The wall of art/wall of photos is weird to me. It’s not home, it’s work.

I have a few giant microbes on my desk (e. coli, MRSA, and flu A) (I work in healthcare IT, with doctors. They love the microbes.). No photos, no cute stuff. I’m going for a mostly-clear workspace. I don’t like clutter.

When I first started working in this office twenty years ago, I had a few baseball cards up. Over the years, coworkers have brought me memorabilia from different places. Bet no one else has a Gary Gaetti pennant from his late 90s years as a Card. I had to move the die cast Terex crane up out of reach because engineers are wont to play with it.

The photos of my grandparents actually have phone lists and reminders for passwords trapped to the back. Occasionally, I need Mr. Jones’ cell phone number, but most of the time, I’d rather see a picture of my grandparents fishing in the gulf in the fifties.

A display of beanie babies isn’t my style in spite of my older woman status, but if it floats your boat and isn’t offensive or detrimental to your work, what the hell?

…got the theme from 9 to 5 running through my head and a couple of you look like Dabney Coleman in there as well.

Oh good grief. Yes, weird. And unprofessional. And something that won’t happen outside of hooker with a heart of gold fairy tales.

Some work out of their homes too. While hopefully they wouldn’t have the actual kid there while they’re working, it’s perfectly conceivable they could have a kid who’s off with a family member or a daycare or something, and still have photos around.
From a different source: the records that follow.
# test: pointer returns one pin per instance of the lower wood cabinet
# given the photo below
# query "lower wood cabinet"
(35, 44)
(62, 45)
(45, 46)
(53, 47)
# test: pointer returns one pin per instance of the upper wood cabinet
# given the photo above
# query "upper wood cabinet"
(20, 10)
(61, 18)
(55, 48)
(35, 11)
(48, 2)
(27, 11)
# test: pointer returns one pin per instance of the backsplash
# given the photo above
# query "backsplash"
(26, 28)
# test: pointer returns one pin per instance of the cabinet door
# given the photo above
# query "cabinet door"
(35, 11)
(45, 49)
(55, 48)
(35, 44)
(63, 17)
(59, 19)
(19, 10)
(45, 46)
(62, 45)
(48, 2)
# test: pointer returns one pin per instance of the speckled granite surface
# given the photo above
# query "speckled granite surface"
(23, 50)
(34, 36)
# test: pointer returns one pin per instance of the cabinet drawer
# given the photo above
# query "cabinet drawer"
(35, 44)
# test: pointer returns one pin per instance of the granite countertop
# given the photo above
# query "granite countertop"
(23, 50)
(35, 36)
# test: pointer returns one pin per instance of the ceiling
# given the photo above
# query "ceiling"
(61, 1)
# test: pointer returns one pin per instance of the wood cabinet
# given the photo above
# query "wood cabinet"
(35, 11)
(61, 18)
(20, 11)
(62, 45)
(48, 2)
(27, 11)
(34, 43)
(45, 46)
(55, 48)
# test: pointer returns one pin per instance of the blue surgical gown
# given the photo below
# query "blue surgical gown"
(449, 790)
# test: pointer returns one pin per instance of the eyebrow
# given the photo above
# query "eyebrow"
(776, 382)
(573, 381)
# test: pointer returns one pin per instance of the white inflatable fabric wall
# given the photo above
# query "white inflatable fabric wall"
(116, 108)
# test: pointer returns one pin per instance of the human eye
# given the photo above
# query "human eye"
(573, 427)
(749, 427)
I’m just saying this as a hypothetical. :stuck_out_tongue:

I’m one of those people (apparently a minority) that doesn’t have anything personal in their workspace. I’ve just never felt the need - I know what my family looks like and I’ve never needed a photo to remind me that they exist. I can sort of understand why people do, but that’s just not me.

Instead, my walls are covered in work related stuff - phone lists, various crib sheets and reminders, that sort of thing. I did have a picture of my car as my desktop wallpaper for a while, but I deleted that in the end - the screens would be covered with open programs within about 30 seconds of me logging on and stay that way all day, so I didn’t see much point.

One of the advantages, I guess, is if I wanted to do the dramatic ‘quit and walk out’ thing - all I need to do is grab my phone, wallet and keys and I’m gone. Spending ten minutes putting all my personal effects in a box would kind of destroy the dramatic effect. :slight_smile:

One thing I do have a lot of is what looks like random crap. I’m something of a fiddler and I love to have something to play with if I’m on the phone or thinking about something. I used to have one of those stress ball things until I killed it, but then I discovered that almost anything would do, so now I bend paper clips into odd shapes, dismantle and reassemble cheap pens, that sort of thing.

My office is a bit weird. I’ve got an antique broad ax and and samurai sword hanging on the wall both sharp enough to shave with. I’ve got one photo of me and my wife and one of me and my friends. The only other thing I have is a sign that says “I didn’t say it was your fault, I said I was going to blame you”. All of which make me smile. I’ve also got my inappropriate for work drawer that contains two bottles of booze, four rocks glasses and a loaded .357.

In my opinion, this is becoming less common as people will use family photos as desktop wallpaper/screensavers where they can get away with it. Also, smart phones are serving a little of that purpose.

I love Kipling. Which two poems do you have pinned up?